L’obsolescence d’un extrait est invisible dans le fichier du classeur. La repérer demande une comparaison des chiffres réellement servis. Un hachage perceptuel de la vue rendue attrape un cas de plus, où la structure est identique et seule l’image diffère.

Comparer deux enregistrements

Tableau réécrit le fichier du classeur à chaque enregistrement. Les identifiants sont refaits, les attributs se déplacent, les espaces changent sans cesse. Un diff texte de deux classeurs enregistrés n’est presque que du bruit. C’est pourquoi le contrôle de version au niveau fichier semble inutile sur ce type de contenu. C’est aussi pourquoi les équipes l’abandonnent.

La comparaison qui fonctionne est de modèle à modèle. On apparie les champs par leur nom interne, qui reste stable à travers les renommages de libellés et les réordonnancements. On ne signale que les différences qui portent un sens. En pratique, cela fait vingt-quatre sortes de différences sémantiques. Trois d’entre elles échouent toujours au lieu d’avertir.

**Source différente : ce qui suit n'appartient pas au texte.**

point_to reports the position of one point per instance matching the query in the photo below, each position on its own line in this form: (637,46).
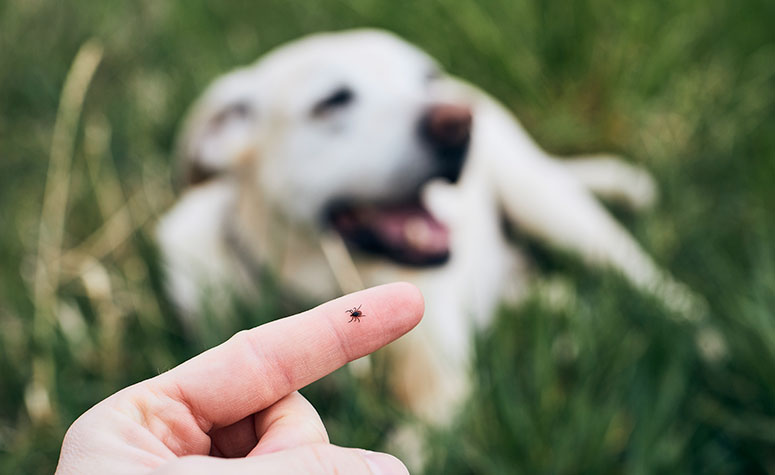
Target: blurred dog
(350,159)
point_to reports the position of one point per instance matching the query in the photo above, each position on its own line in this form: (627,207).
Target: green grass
(609,383)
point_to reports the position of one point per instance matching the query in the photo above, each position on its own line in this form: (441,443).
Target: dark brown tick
(355,314)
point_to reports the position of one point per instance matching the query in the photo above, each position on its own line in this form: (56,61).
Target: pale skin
(235,408)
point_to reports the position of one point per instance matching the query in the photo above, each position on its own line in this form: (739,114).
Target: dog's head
(339,130)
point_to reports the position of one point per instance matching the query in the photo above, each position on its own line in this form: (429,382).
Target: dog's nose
(447,125)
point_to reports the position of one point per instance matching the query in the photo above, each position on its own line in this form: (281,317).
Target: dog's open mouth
(405,233)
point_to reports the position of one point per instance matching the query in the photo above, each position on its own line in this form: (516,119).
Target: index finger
(257,367)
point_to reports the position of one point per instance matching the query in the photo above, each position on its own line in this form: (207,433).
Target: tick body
(355,314)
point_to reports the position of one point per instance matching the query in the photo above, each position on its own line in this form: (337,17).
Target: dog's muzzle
(403,230)
(446,129)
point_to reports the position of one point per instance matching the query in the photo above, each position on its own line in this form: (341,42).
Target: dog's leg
(613,179)
(546,200)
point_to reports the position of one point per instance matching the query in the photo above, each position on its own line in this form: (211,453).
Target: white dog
(348,160)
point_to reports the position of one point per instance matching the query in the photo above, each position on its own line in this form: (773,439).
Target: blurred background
(608,382)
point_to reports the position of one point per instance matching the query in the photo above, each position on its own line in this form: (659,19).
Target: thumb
(320,459)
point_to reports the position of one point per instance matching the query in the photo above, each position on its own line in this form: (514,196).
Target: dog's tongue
(406,232)
(410,227)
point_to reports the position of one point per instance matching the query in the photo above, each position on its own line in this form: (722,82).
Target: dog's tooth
(417,232)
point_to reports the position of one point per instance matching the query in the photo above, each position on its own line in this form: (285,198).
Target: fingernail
(384,464)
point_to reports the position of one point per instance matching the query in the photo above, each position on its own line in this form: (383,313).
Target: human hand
(234,408)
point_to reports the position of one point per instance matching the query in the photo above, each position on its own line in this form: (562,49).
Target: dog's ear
(220,130)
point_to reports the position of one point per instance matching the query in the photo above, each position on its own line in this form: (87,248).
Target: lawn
(606,381)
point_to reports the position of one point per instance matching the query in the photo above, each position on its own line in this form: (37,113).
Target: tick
(355,314)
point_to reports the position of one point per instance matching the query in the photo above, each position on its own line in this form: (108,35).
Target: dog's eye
(337,99)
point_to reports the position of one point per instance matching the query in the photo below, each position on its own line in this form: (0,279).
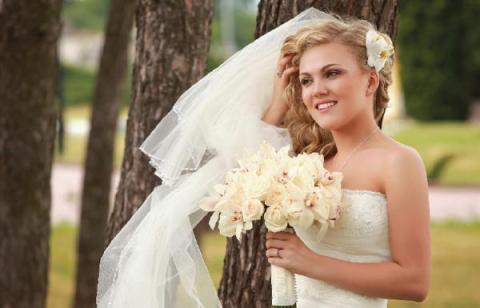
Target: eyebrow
(322,69)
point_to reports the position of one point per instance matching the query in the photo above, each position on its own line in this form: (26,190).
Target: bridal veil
(154,261)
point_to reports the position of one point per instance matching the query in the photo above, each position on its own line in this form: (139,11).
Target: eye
(332,73)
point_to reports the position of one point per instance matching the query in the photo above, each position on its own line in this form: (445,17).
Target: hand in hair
(278,107)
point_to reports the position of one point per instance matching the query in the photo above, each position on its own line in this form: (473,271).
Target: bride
(330,82)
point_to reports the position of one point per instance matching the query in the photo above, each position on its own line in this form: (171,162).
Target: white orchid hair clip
(379,50)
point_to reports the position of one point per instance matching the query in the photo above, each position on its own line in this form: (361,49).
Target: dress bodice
(359,235)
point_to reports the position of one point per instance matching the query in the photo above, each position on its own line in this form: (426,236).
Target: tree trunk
(99,159)
(171,54)
(246,272)
(29,31)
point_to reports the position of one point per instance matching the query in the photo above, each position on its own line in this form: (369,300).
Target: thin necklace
(356,148)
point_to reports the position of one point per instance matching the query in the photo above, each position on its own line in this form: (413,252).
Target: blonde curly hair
(307,135)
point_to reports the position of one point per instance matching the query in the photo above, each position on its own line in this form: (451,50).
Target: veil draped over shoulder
(154,261)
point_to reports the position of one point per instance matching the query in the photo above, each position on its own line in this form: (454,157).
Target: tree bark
(100,149)
(246,272)
(171,55)
(29,31)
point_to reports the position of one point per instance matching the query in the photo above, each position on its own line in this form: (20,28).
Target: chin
(329,124)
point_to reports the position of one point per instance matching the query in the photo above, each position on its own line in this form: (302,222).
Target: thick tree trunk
(246,273)
(28,36)
(99,159)
(171,55)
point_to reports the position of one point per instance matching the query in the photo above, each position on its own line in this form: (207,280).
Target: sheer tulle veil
(154,261)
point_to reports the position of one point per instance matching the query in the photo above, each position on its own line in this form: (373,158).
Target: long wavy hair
(307,135)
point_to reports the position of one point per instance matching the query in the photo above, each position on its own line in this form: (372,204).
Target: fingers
(282,63)
(282,67)
(274,243)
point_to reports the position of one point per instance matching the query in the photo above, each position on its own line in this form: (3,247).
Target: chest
(365,171)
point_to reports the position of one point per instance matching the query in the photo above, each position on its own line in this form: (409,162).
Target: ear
(373,82)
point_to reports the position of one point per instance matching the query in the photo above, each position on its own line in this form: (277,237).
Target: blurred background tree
(440,57)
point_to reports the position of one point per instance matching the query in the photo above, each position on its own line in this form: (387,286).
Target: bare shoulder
(404,173)
(400,156)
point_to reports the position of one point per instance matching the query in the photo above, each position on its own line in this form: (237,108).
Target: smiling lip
(325,105)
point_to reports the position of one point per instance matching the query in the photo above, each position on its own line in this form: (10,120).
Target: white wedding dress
(360,235)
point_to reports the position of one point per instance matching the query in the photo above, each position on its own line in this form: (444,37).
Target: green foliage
(439,166)
(440,59)
(436,140)
(455,255)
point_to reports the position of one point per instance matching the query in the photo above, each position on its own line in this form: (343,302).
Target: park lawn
(455,275)
(435,140)
(432,140)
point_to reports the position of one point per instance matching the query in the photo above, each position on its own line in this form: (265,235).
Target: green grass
(434,140)
(455,256)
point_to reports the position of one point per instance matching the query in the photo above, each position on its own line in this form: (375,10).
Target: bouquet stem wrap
(283,286)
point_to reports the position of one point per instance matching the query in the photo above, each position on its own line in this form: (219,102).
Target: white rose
(378,49)
(275,218)
(256,186)
(252,209)
(276,195)
(230,224)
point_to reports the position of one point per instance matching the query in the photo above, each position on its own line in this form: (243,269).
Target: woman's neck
(348,137)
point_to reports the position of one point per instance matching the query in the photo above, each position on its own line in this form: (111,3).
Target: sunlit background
(435,108)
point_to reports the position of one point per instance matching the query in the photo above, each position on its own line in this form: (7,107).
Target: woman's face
(334,87)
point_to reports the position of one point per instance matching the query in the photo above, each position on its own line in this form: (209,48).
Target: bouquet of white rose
(287,191)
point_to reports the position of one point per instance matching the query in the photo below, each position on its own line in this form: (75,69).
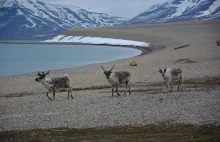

L’une vaut la peine d’être mémorisée. Un champ calculé est supprimé, et un champ direct de base de données au libellé semblable prend sa place. Le tableau de bord s’affiche toujours. Chaque étiquette est la même. Le chiffre est maintenant autre chose. Ce changement passe une revue visuelle à chaque fois, et c’est exactement pourquoi il ne peut jamais être écarté.

Ce qu’une vérification laisse derrière elle

  • Qui l’a lancée, et quand.
  • Ce qu’elle a comparé, nommé assez clairement pour que quelqu’un d’autre puisse la relancer.
  • Le résultat, y compris les vérifications réussies. Un rapport des seuls échecs ne peut pas prouver la couverture.
  • Toute dérogation, avec la personne qui l’a accordée et la date à laquelle elle l’a fait.

Les dérogations sont la partie à bien faire. Un constat que l’on peut écarter d’un clic ne laisse aucune trace de la décision. Un an plus tard, personne ne peut distinguer un risque accepté d’un risque que personne n’a remarqué. Une dérogation enregistrée est un artefact de gouvernance à part entière. Elle dit qu’une personne nommée a regardé ceci, l’a compris, et l’a accepté à une date.

L’ordre dans lequel travailler

  1. Réglez la propriété d’abord. Chaque vérification ultérieure doit rendre compte à quelqu’un, et un constat sans destinataire est du bruit.
  2. Inventoriez ce qui existe, y compris les abonnements et les tâches de rafraîchissement qui n’apparaissent jamais dans une arborescence de projets.
  3. Recherchez les données personnelles exposées et les risques de sécurité avant de ranger. Ranger déplace du contenu, et déplacer du contenu change qui peut le voir.
  4. Certifiez un petit nombre de sources de données correctement, pas un grand nombre approximativement.
  5. Retirez le contenu en dernier, avec les preuves de dernière consultation et de dernier rafraîchissement jointes à la demande.

Fait dans cet ordre, chaque retrait arrive avec son propre argument. Fait dans l’autre ordre, l’argument se tient en direct, avec un directeur dont le tableau de bord a disparu.